Once running, the script automatically marks messages as read and sends AI-generated replies from the user's Telegram account without per-message approval.
await client.send_read_acknowledge(event.chat_id, event.message) ... reply = await generate_reply(...) ... await client.send_message(event.chat_id, reply)
Consider adding a review/approval mode, limit the whitelist to trusted contacts, and monitor replies closely until the behavior is well understood.
A whitelisted contact could prompt the autopilot into making inappropriate claims, commitments, or disclosures in the user's name.
The remote sender's message becomes model input used to generate the next reply; because that reply is sent automatically, an allowed contact can try to steer or override the intended behavior.
messages.append({"role": "user", "content": message_text})Use stronger separation for system instructions, add safety filters or approval for sensitive topics, and keep the whitelist narrow.
Message recipients may believe they are speaking directly with the user when they are actually interacting with an automated AI responder.
The skill is designed to make AI replies look like normal human Telegram activity; the later instruction to be honest if directly asked reduces but does not remove the default non-disclosure.
Never reveals it's AI ... Marks messages as read before replying (natural behavior) ... Simulates typing delay proportional to response length
Use clear disclosure where appropriate and consider an auto-reply style that identifies itself instead of impersonating the user by default.
Sensitive messages may remain in a local history file, and earlier messages can influence future responses.
Private chat content is persisted locally and later reused as conversation context for future AI replies.
history_path = os.path.join(workdir, "conversations.json") ... history[username].append({"role": "user", "text": msg_text, ...}) ... save_history(history_path, history)Store the config and history in a protected directory, periodically review or delete `conversations.json`, and avoid enabling autopilot for highly sensitive chats.
Private Telegram conversation content may be processed by Anthropic, OpenAI-compatible providers, or any custom base URL configured by the user.
The skill sends message context to a configured external AI provider to generate replies; this is expected for the purpose but is a sensitive data flow.
"https://api.anthropic.com/v1/messages" ... ai.get("base_url", "https://api.openai.com/v1/chat/completions")Use only trusted AI providers, verify any custom `base_url`, and understand the provider's retention and privacy policy.
Future package changes or a compromised package source could affect the behavior of the skill after installation.
The setup uses an unpinned package install.

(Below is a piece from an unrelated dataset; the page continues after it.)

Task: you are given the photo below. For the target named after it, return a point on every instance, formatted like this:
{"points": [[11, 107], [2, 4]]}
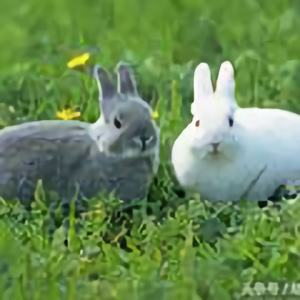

This is expected for a Telegram integration, but the dependency version and provenance are not locked by the artifact.
pip3 install telethon
Pin and verify the Telethon version before use, preferably in an isolated virtual environment.
The skill will keep responding to Telegram messages while the process is running.
The autopilot is a long-running listener that continues operating until the process is stopped; this is disclosed and purpose-aligned, not hidden persistence.
log("Listening for messages...") ... await client.run_until_disconnected()Run it only when intended, monitor its output, and stop the process when autopilot replies should no longer be sent.